Michael Kaplan maintains the high energy level and turns in an equally polished performance as Charles Sidley, a London accountant with a three-piece suit and bowler hat, who has hired Christoforou to investigate the suspicious activities of his wife, Belinda. As a man incapable of showing emotion, Charles could be one-dimensional; but Kaplan reveals Charles's inner emotions with an occasional sigh, wince, or tightening of his lips.
Kaplan and Ginna exploit the contrast between their characters for the greatest comic and dramatic effects, creating an interesting and compelling stage relationship. Ginna, however, sometimes rushes through his lines.
Eye is by far the most entertaining of the three shows, marred only by the lackluster performance of Jennifer Christian as Belinda. Many of her lines were inaudible, perhaps because of what sounded like laryngitis, combined with poor diction. Reciting dialogue with little or no emotion, she often acts too immature, pouting when she is confused or upset and picking at her fingernails, a habit that quickly becomes annoying.
Part of Christian's problem with characterization may stem from lack of direction.

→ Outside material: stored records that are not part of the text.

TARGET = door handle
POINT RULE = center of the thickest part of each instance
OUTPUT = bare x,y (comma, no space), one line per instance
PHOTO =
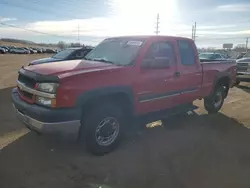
177,74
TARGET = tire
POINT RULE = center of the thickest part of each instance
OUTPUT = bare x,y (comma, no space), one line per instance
237,82
103,116
214,102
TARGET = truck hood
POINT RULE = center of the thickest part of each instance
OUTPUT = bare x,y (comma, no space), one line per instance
69,67
44,60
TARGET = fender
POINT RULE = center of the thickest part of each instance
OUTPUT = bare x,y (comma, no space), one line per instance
105,91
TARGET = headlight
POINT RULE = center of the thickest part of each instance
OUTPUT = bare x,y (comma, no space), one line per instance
46,101
47,87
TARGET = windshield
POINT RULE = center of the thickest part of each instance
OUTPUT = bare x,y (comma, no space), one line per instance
206,56
118,51
63,54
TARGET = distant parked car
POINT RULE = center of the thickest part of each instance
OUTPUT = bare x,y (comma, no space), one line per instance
5,48
2,50
32,50
19,51
50,51
67,54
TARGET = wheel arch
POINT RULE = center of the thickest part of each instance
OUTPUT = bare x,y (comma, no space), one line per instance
223,79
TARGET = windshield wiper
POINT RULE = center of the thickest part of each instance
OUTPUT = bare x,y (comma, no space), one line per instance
103,60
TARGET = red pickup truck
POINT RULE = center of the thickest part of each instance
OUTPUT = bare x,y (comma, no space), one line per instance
123,78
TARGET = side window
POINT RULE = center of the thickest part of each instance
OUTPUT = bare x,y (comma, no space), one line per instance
217,56
186,52
161,49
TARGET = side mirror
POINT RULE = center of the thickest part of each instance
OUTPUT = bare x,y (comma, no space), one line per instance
156,63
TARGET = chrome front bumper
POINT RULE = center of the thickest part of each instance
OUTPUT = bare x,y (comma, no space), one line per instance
67,128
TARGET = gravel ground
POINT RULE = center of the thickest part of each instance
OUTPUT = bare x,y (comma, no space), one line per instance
200,151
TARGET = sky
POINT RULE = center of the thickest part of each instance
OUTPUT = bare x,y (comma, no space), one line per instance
218,21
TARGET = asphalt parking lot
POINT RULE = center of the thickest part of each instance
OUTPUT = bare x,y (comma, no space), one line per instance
201,150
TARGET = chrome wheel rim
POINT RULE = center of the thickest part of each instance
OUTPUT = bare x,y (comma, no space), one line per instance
218,99
107,131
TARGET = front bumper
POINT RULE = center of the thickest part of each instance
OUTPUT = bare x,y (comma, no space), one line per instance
243,76
64,122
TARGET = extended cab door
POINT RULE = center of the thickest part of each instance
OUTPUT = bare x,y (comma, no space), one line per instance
189,72
155,85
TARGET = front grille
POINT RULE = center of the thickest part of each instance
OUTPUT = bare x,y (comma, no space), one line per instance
26,80
242,64
26,94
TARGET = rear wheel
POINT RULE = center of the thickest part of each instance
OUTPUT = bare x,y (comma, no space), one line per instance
103,128
214,102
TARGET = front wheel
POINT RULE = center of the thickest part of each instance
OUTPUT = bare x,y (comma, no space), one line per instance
103,128
214,102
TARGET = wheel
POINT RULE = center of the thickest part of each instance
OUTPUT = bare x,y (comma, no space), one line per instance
214,102
103,128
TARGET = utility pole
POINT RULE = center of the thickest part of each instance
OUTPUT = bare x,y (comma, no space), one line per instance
194,31
157,24
246,44
78,35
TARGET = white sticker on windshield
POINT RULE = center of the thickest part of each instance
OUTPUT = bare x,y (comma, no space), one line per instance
134,43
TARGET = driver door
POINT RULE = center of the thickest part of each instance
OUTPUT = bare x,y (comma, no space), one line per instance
154,85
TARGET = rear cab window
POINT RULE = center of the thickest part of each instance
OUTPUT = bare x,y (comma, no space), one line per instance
161,49
187,53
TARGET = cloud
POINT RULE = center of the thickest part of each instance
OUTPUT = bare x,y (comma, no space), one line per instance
3,19
234,8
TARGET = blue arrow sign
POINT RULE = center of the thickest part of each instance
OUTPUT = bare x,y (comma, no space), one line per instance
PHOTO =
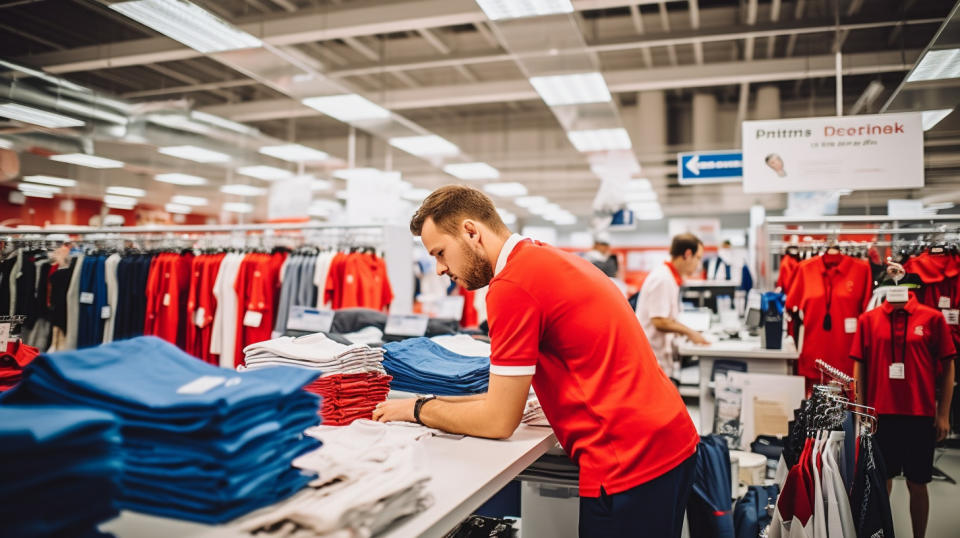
710,167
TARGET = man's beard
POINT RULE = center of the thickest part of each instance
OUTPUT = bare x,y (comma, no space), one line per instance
478,272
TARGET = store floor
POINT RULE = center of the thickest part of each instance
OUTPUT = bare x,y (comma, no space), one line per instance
944,500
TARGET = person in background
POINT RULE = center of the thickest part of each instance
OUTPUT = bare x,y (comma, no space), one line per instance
558,323
658,305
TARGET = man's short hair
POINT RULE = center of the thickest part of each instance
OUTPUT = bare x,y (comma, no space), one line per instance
682,243
449,205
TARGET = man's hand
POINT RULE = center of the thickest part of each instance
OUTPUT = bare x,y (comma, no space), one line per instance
390,410
942,426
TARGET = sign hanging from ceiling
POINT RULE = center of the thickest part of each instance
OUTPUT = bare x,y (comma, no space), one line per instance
697,167
883,151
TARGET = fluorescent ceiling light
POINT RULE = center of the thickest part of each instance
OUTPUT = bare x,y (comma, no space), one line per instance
189,200
243,190
509,189
177,178
512,9
295,153
574,89
119,202
931,118
347,107
599,139
425,146
33,187
82,159
936,65
187,23
238,207
267,173
50,180
530,202
127,191
194,153
178,208
472,171
35,116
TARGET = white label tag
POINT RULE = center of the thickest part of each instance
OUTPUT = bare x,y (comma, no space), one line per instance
898,295
305,318
252,318
406,325
201,384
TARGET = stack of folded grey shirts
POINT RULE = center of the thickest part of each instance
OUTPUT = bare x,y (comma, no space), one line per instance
314,351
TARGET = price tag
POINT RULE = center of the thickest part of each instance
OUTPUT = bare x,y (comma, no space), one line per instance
304,318
406,325
253,318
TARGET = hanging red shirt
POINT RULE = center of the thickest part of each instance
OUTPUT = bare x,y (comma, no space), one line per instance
831,291
916,336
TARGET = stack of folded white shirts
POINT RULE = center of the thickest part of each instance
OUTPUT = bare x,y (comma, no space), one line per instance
314,351
369,475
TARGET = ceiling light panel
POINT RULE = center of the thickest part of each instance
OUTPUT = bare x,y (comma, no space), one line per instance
127,191
347,107
472,171
936,65
599,139
50,180
514,9
266,173
506,190
425,146
295,153
243,190
187,23
556,90
180,179
35,116
91,161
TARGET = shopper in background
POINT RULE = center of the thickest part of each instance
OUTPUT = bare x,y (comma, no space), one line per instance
558,323
658,305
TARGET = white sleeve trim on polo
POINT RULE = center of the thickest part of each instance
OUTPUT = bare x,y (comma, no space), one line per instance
513,370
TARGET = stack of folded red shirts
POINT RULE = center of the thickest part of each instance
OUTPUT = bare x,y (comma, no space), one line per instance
348,397
12,362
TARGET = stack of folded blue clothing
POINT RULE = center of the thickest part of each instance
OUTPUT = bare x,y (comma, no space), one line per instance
60,469
199,442
421,365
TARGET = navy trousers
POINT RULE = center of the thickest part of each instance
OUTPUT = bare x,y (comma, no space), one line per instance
653,509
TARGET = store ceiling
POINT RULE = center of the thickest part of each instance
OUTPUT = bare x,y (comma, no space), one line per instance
442,67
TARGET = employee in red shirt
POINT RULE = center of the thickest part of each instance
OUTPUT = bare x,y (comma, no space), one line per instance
558,322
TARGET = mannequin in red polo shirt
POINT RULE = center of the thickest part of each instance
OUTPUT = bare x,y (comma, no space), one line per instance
558,322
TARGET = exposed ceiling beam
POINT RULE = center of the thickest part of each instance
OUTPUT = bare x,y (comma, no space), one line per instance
690,76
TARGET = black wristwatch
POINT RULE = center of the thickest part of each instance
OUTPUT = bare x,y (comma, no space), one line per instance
419,405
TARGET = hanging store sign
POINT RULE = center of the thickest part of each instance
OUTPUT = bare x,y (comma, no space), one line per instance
883,151
699,167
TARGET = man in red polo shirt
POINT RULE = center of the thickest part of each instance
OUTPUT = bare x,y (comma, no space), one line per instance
558,322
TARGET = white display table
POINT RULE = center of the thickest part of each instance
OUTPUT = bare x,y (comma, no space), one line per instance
465,473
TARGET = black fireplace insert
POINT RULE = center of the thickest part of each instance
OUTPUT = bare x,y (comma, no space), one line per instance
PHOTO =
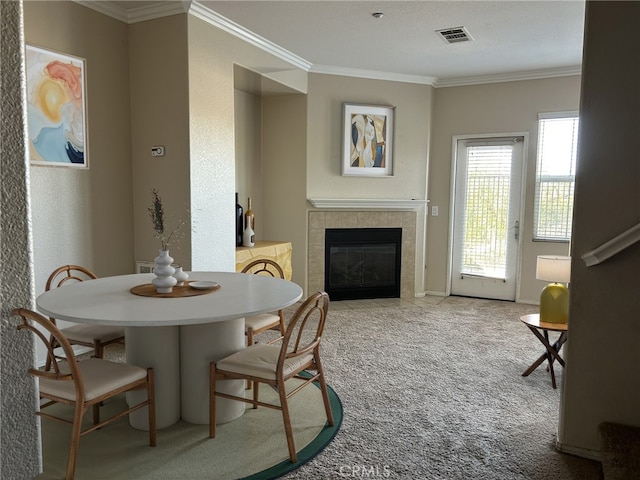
362,263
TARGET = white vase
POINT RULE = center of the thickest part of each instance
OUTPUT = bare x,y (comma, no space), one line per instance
164,280
181,276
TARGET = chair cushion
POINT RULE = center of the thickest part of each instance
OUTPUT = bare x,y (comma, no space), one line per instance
260,321
88,333
99,377
260,360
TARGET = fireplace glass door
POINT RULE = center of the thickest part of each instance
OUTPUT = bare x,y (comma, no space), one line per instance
363,263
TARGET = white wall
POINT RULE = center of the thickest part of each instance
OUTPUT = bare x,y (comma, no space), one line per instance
20,449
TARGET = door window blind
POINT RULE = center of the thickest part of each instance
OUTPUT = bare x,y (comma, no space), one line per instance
555,176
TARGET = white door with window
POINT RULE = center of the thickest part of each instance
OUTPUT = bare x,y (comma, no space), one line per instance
486,223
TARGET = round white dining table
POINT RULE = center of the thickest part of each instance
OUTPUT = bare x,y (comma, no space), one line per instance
178,337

On the whole, though, directors Selden and Wiprud, with assistance on Ear from Cathy Lo, have done an excellent blocking job, ensuring that the staging is interesting and dynamic. Kugelmass, however, suffers from poor pacing.
THE GREATER PROBLEM with Kugelmass stems from the fact that it simply does not belong with the Shaffer plays. Including it not only makes the evening too long (more than three hours), but also emphasizes the play's own inferiority. Kugelmass appears even more withered and yellow when juxtaposed with the other, better shows. Therefore, unless Kugelmass can be sparked with the same humor, vitality and depth as the Shaffer plays, perhaps it would be best left to succumb to another of biology's theories--survival of the fittest. Ear and Eye are excellent, even with some marginal performances, and deserve to be presented alone.